Es kam zu einer körperlichen Auseinandersetzung zwischen den Jugendlichen und den beiden Männern, die jedoch ohne schwere Verletzungen beigelegt werden konnte. Ohne ersichtlichen Anlass fingen zwei Männer aus der Gruppe einige Zeit später erneut Streit mit Jan Wnenczak und seinem Freund an. Sie drängten die beiden, die mittlerweile unter erheblichem Alkoholeinfluss standen, ins tiefe Wasser der Spree. Der Rest der Gruppe beteiligte sich an dem Angriff. Zu acht hinderten sie Jan Wnenczak und seinen Freund gewaltsam daran, das Wasser zu verlassen. Immer wieder schlugen sie auf die beiden ein, schubsten sie und drängten sie tiefer ins Wasser. Dabei rief die Gruppe rassistische Bemerkungen wie „Polacken, verpisst euch“ und „lasst die Polen nicht raus“. Jan Wnenczak und sein Freund verloren bei den fortlaufenden Versuchen, das Ufer zu erreichen, zunehmend die Kraft. Da die Täter ihn nicht an Land ließen, versuchte Jan Wnenczak schließlich, das andere Ufer zu erreichen. Bei diesem Versuch ertrank er.
Das ganze Geschehen wurde von zwei Zivilpolizisten beobachtet. Sie sahen in der Auseinandersetzung nichts Auffälliges und griffen erst ein, als sie die rassistischen Rufe der Täter hörten. Der Freund Jan Wnenczaks konnte so gerettet werden – für ihn selbst kam die Hilfe zu spät. Den Tätern wurde noch am Tatort vom Tod Jan Wnenczaks berichtet. Darauf reagierten die Jugendlichen, mit zwei Ausnahmen, „keineswegs betroffen, sondern beinahe belustigt“, wie aus dem Gerichtsurteil hervorgeht.
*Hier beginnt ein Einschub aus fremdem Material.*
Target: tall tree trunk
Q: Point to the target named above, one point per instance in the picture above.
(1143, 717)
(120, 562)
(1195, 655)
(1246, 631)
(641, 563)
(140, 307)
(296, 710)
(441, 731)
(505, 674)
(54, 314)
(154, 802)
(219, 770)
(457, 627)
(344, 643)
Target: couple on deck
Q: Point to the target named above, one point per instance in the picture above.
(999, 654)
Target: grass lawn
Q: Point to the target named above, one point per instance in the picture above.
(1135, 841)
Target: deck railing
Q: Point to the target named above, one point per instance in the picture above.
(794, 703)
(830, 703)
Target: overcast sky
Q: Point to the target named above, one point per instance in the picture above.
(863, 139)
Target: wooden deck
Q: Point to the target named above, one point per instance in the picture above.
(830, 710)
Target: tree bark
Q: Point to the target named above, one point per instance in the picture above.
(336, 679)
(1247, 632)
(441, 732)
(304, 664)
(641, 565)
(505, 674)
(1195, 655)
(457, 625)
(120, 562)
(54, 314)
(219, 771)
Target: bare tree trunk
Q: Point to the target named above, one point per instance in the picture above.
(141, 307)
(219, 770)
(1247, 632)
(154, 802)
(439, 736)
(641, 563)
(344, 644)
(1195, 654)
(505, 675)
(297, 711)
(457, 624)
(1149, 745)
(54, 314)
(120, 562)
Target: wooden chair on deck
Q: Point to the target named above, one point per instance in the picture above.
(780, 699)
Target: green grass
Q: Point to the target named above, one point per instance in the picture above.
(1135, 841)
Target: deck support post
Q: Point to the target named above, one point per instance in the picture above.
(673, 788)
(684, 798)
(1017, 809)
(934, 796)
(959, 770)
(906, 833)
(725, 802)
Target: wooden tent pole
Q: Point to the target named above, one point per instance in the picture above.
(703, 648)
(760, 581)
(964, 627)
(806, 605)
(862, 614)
Gericht erkannte kein rassistisches Motiv
Die Täter wurden noch am Tatort festgenommen. Am 5. Mai 1995 sprach das Landgericht Berlin die Urteile über die Angreifer. Drei Personen wurden wegen gemeinschaftlicher Körperverletzung in Tateinheit mit Nötigung zu Freiheitsstrafen zwischen drei und vier Jahren verurteilt. Zwei weitere Personen wurden wegen Beihilfe zum genannten Delikt zu sechs bzw. neun Monaten Jugendstrafe verurteilt. Eine weitere Person erhielt eine Freiheitsstrafe von einem Jahr. Einer der Täter war zum Tatzeitpunkt noch nicht strafmündig.
Bei der Festnahme der Täter waren laut den Beamten Sätze wie „das ist ja nur ein Polacke“ gefallen. Trotz der rassistischen Aussagen der Täter während und nach der Tat erkannte das Gericht keine rassistische Tatmotivation.
Der schreckliche Mord an Jan Wnenczak ist bis heute nicht als rechter Mord anerkannt. Leider gibt es bisher keine aktive Gedenkarbeit zu Jan Wnenczak. In Niedzica, der kleinen polnischen Gemeinde, in der Jan Wnenczak lebte, wurde anlässlich seines 26. Todestages ein Gedenkgottesdienst abgehalten.